Dokter menanyakan apa saja keluhan Ayla, gadis itu lebih banyak berbohong, tentang dia yang tak bisa tidur dengan nyenyak karena terus terbayang malam sial tersebut.

Tapi, Ayla berterus terang soal dia yang tak berselera makan, sering muntah, dan cepat lelah karena kebanyakan menangis.

"Coba tampung urine di cup ini, dan bawa kembali ke sini," pintar sang dokter.

Gadis itu tak mengerti apa yang diminta, ia berbalik ke arah Auden yang bermain ponsel.

Dengan berjalan pelan sambil menggigit bibirnya berkali-kali, menuju toilet di samping ruangan.

Apa yang akan dilakukan dokter dengan urine tersebut?

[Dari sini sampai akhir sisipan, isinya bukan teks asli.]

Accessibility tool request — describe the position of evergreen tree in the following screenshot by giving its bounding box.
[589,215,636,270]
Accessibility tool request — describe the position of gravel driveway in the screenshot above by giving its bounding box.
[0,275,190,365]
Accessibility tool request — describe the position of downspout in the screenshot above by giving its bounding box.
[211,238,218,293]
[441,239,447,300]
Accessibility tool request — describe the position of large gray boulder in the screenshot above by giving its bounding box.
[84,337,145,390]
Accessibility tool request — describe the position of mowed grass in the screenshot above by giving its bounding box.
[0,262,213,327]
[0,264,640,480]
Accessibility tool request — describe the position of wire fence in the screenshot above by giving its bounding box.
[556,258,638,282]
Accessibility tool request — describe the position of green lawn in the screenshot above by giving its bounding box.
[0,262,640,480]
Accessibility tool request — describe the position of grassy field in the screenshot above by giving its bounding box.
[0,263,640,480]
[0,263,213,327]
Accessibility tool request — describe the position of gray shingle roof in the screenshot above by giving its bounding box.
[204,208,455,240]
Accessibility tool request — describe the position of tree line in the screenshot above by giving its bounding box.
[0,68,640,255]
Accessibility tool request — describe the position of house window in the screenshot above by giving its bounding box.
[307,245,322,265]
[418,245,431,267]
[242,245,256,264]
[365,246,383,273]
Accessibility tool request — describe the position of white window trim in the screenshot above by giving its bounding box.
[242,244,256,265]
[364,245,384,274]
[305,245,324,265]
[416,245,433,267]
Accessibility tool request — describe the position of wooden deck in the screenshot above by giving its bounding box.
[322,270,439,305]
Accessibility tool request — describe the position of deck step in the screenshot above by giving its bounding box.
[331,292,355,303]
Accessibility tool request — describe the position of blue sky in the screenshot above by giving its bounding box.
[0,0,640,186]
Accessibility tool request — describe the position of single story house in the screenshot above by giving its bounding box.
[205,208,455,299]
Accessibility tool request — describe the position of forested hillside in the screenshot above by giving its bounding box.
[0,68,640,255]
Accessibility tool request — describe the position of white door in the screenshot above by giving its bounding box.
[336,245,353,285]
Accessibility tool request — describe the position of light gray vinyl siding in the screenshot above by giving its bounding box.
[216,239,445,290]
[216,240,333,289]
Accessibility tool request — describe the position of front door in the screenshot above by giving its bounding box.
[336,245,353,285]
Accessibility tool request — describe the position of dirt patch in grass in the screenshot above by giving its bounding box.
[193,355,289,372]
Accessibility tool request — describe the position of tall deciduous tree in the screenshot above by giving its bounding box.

Ayla adalah gadis yang sangat polos.

Setelah selesai dengan hajatnya, gadis itu kembali membawa cup berisi urine miliknya yang berisi setengah. Dokter mengeluarkan testpack yang membuat seluruh jiwa Auden ingin lepas ke alam lain.

Tidak! Tidak! Tidak mungkin.

"Kapan terakhir kali Anda haid?" tanya dokter sambil mengeluarkan testpack.

Ayla hanya menggeleng, dia memang tak pernah lancar jadwal haid bisa dua bulan sekali, bahkan tiga bulan sekali. Dirinya juga bukan orang yang rajin menghitung masa haid.

Dokter mengangkat testpack dengan garis dua samar sambil tersenyum.

"Selamat ibu dan bapak, akhirnya kebahagiaan di rumah kian terasa sempurna," jelas dokter dengan bahagia.

Kepala Ayla langsung berdenyut hebat, tubuhnya gemetaran luar biasa.

Tidak! Tidak mungkin! Kenapa harus seperti ini?

Masa depannya, masa depannya masih panjang.

Auden menggepalkan tangan kuat. Kepalanya juga hampir pecah karena ini, dengan susah payah pria itu menelan ludah kasar. Entah bagaimana dia harus menghadapi hal ini.

"Saya akan beri obat vitamin sebagai penguat janin."

Dokter berkali-kali memberi selamat dan mulai memberi resep, sedangkan Auden dan Ayla rasanya ingin ditelan bumi detik ini.

Penglihatan Ayla buram karena air mata. Masih dengan tubuh gemetaran gadis itu berdiri, karena tak kuat menopang tubuhnya akhirnya dia pingsan!

Sial! Sial!

Bagaimana kalau Sandra tahu jika gadis bodoh ini hamil?